Iceland's prime minister on Monday faced calls to resign after leaked "Panama Papers" tax documents showed he and his wife used an offshore firm to allegedly hide million-dollar investments.
"I have not considered quitting because of this matter nor am I going to quit because of this matter," Prime Minister Sigmundur David Gunnlaugsson told Icelandic television Channel 2.
Financial records published by the International Consortium of Investigative Journalists showed that Gunnlaugsson, 41, and his wife Anna Sigurlaug Palsdottir bought the offshore company Wintris Inc. in the British Virgin Islands in December 2007.
The company was intended to manage Palsdottir's inheritance from her businessman father, the amount of which has not been disclosed.
Gunnlaugsson transferred his 50-percent stake to his wife at the end of 2009, for the symbolic sum of one dollar.
But when he was elected a member of parliament for the first time in April 2009 as a member of the centre-right Progressive Party, he neglected to mention the stake in his declaration of shareholdings.
Gunnlaugsson has insisted he never hid any money abroad, and says his wife paid all her taxes on the company in Iceland.
He has denounced the release of the documents leaked from a Panama-based law firm, calling it a witch hunt against him and his wife.
"She (Palsdottir) has been adamant about paying taxes on it (Wintris) to Icelandic society rather than saving money by paying taxes abroad.
"She has neither utilised tax havens nor can you say that her company is an offshore company," Gunnlaugsson said on his website on Monday.
- Calls for resignation -
It was unclear whether Gunnlaugsson was guilty of tax evasion but his opponents have insisted he step down regardless.
"The prime minister should immediately resign," former Social Democratic prime minister Johanna Sigurdardottir said in a message posted on Facebook.
More than 25,000 Icelanders have signed a petition demanding his resignation.
The opposition has said it will propose a vote of no confidence in parliament, likely to be held this week.
Gunnlaugsson, who promised full transparency when he became premier in 2013, has been in the hot seat since his wife acknowledged the existence of her offshore company in mid-March, before the "Panama Papers" leaks.
In an interview with Swedish public broadcaster SVT recorded last month, excepts of which were aired in Iceland on Sunday, Gunnlaugsson became visibly upset after being repeatedly asked about his wife's company, eventually storming out of the room.
"It's like you are accusing me of something," he declared.

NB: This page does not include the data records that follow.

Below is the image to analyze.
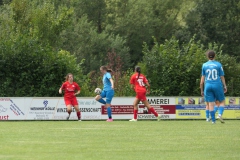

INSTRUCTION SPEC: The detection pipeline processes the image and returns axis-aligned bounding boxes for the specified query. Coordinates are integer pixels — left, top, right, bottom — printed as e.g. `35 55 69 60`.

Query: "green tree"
186 0 240 56
106 0 183 64
140 38 240 96
61 16 131 74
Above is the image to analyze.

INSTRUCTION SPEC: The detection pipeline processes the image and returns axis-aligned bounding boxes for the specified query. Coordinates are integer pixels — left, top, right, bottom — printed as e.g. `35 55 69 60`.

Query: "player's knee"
67 108 72 112
74 106 79 112
95 95 101 101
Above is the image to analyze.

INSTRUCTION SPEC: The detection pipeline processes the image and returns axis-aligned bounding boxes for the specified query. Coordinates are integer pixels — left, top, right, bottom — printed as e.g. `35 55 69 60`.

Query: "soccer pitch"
0 120 240 160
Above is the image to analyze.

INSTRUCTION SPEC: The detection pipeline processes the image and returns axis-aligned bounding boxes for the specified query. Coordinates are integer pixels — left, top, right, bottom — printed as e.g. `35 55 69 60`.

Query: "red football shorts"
64 97 78 106
136 91 147 101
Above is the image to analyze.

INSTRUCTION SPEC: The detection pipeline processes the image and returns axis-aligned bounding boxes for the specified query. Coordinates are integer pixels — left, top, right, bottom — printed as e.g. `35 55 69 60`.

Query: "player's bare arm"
58 87 62 94
200 76 205 96
221 76 227 93
74 90 81 96
146 82 150 94
109 78 114 89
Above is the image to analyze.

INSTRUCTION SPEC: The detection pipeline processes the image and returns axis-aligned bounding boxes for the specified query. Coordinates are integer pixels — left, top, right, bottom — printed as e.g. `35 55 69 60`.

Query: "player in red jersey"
129 66 158 122
59 73 81 121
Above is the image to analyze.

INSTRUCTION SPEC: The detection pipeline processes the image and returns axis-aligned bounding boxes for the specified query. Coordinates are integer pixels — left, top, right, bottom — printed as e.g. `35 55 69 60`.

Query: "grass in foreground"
0 120 240 160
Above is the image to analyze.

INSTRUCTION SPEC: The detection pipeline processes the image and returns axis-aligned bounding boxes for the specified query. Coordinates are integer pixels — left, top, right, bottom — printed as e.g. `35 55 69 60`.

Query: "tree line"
0 0 240 96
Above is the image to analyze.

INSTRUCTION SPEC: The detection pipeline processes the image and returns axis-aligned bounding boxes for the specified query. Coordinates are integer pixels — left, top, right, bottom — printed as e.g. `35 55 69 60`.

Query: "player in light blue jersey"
95 66 114 122
200 50 227 123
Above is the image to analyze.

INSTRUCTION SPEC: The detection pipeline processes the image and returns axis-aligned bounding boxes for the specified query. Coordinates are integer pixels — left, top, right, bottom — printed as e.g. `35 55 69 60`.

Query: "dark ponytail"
100 66 112 73
135 66 141 79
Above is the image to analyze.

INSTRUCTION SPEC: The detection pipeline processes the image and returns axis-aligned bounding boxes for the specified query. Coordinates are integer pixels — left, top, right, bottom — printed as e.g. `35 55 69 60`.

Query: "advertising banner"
0 97 240 120
176 97 240 119
0 98 26 120
53 98 101 120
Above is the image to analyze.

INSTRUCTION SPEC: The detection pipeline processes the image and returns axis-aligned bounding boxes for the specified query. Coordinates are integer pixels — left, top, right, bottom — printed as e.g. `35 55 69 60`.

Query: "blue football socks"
206 110 209 119
214 106 218 113
107 107 112 119
218 106 224 116
98 98 106 104
210 111 216 123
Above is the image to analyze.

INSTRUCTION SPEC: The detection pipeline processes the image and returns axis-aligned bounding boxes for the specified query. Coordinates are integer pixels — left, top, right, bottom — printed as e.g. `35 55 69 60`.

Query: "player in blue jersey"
206 101 219 122
200 50 227 123
95 66 114 122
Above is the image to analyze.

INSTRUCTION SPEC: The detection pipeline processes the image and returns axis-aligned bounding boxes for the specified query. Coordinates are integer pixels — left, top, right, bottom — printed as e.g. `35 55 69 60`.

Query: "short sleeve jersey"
130 73 148 92
102 72 112 91
202 60 224 83
61 81 80 98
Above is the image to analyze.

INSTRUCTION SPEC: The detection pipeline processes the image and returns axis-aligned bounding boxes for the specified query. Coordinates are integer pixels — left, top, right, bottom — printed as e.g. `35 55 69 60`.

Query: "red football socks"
149 107 158 117
133 109 138 119
77 111 81 120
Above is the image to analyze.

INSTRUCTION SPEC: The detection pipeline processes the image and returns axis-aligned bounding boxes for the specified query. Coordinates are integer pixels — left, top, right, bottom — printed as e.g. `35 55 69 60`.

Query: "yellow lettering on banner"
225 97 229 105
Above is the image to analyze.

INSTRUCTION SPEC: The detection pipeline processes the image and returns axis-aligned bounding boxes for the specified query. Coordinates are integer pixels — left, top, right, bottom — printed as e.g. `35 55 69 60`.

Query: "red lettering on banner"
0 98 10 101
138 105 176 114
0 115 9 120
102 105 133 114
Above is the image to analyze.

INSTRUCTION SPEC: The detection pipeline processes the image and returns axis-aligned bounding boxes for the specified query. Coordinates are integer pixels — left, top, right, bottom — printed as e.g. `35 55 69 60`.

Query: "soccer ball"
94 88 102 95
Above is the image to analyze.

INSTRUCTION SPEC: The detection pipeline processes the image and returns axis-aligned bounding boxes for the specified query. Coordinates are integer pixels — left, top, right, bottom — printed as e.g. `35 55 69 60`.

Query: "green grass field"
0 120 240 160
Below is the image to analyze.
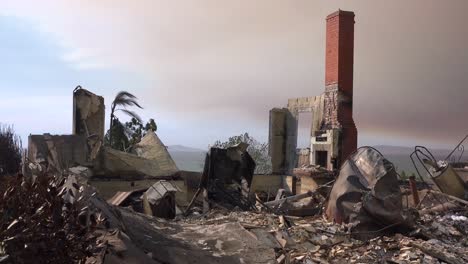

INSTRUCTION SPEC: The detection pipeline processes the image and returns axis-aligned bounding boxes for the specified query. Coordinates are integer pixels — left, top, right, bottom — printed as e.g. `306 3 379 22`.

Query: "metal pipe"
409 176 419 206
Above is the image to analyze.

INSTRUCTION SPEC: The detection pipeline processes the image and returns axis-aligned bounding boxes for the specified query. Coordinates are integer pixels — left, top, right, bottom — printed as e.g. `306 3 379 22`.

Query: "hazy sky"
0 0 468 148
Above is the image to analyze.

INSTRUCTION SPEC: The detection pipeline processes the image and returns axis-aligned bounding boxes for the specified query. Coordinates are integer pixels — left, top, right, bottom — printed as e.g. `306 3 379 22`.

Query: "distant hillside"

A spokesperson for the prime minister told SVT that the couple had fully respected Icelandic law and declared all income and property since 2008.
Despite media requests, his tax records have not yet been publicly released.
A demonstration calling for Gunnlaugsson's resignation was to be held Monday evening in Reykjavik.
"People should not have a prime minister they are ashamed of... The prime minister displayed his lack of faith in the Icelandic currency and economy by placing his money in a tax haven," said Sigurdardottir, the former prime minister.